Conhecimento empírico deficiente - ainda na linha dos gestores, percebo uma aparente falta de interesse em adotar ou em acreditar nas experiências que outros vivenciaram. Não sei se é mero exercício de ego, mas muitos se fecham em pequenos feudos e acabam se tornando referências incompletas para muitos entrantes na modalidade. Recentemente, enquanto fotografava um evento, ouvi um organizador contando para iniciantes que "lá na Europa os mapas nas partidas sempre ficam no chão".
Ambiente pouco agregador - para muitos, a corrida de orientação é um esporte no qual você chega com tempo suficiente para se aquecer, faz seu percurso, confere o resultado e deixa a arena. O tão esperado congraçamento, o calor familiar que tanto exaltamos, não parecem ter se tornado uma prática em termos gerais. Entretanto, existem ótimos exemplos de algumas federações que podem e devem ser copiados. Importante é que momentos de encontro dos orientistas vão gerar melhorias significativas se forem bem aproveitados por toda a comunidade praticante. Ao criar um clima amistoso e que incentive as pessoas a estarem juntas, aí sim estaremos atuando em prol da modalidade. A vaidade de uns está afastando muita gente.
Não temos um ídolo nato - nossos atletas de elite não apresentaram, até o momento,  o prestígio, a empatia e o carisma necessários para se tornarem ídolos da modalidade. Assim, nos falta aquela figura que provoca, que emociona, que alegra, que instiga sobretudo os mais jovens a serem, também, ícones do esporte.

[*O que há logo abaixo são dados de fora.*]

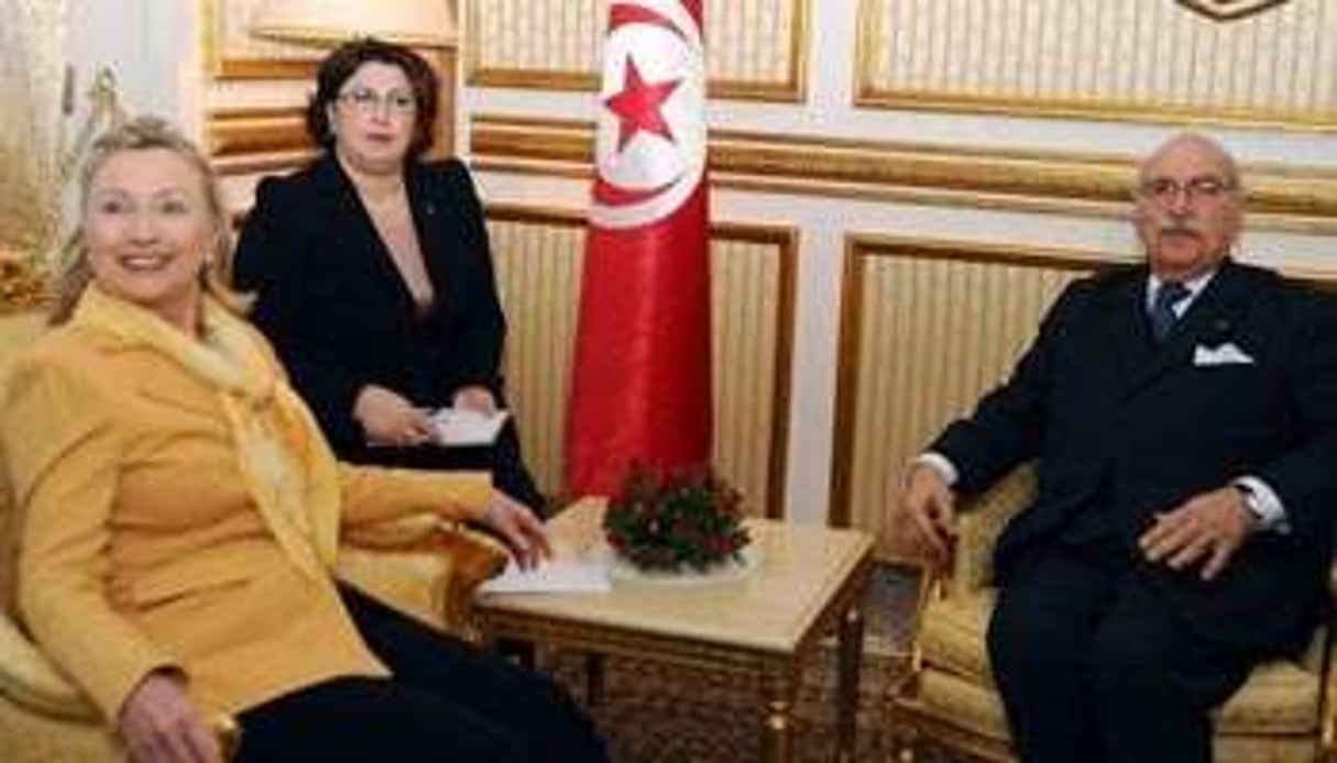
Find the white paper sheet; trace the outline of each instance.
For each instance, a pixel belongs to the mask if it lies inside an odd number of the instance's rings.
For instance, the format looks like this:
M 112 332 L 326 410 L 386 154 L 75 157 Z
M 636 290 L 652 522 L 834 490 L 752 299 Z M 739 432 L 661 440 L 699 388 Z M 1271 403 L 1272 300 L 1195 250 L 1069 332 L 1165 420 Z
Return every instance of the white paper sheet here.
M 612 588 L 608 560 L 600 555 L 555 559 L 521 571 L 511 560 L 501 575 L 479 587 L 483 593 L 602 593 Z
M 501 425 L 511 416 L 499 410 L 487 416 L 467 408 L 443 408 L 432 414 L 433 441 L 437 445 L 491 445 L 496 442 Z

Precisamos de orientistas que paguem pela orientação - uma prova de corrida de orientação possui custos elevados. Esses custos são repassados aos atletas. Cada evento tem seu próprio break even (aquele valor mínimo para que o organizador não fique no prejuízo). O grande desafio é ter um número maior de atletas para que os custos sejam diluídos e os valores cobrados sejam atrativos. Ocorre que a realidade é que poucas federações estão conseguindo colocar mais de 200 competidores por etapa. A FOP, em um passado recente, e atualmente a FBO alcançam as 4 centenas de atletas por etapa. Nos demais estados, me parece que há uma enorme ginástica para que os organizadores tenham saldo positivo. Num paralelo, a corrida de rua cobra mais e tem custos menores para ocorrer. Mas mesmo assim, as pessoas pagam mais de 100 reais para participar. Na orientação, temos descontos para família, isenções, e valores mal estimados. Atraímos competidores que não estão dispostos a pagar pelo esporte, ou que não são capazes de. Aí entra a conjuntura econômica e mais uma série de outros fatores. Inclusive não possuirmos bons patrocinadores. Só que o patrocinador quer um bom consumidor. Um paradoxo.

Bom, já escrevi bastante por hoje.
Se você chegou até aqui, espero que o texto tenha te ajudado a, ao menos, criticar e tecer suas próprias opiniões sobre nosso esporte. Se concorda ou não com essas palavras, aproveita o espaço abaixo e comenta. Este post é, inclusive, um teste para confirmar ou não a tese da falta de leitura. Inclusive não vou divulgar nas redes sociais. Vamos ver como será o alcance somente com os compartilhamentos espontâneos.

Seja inteligente! Pratique a corrida de orientação.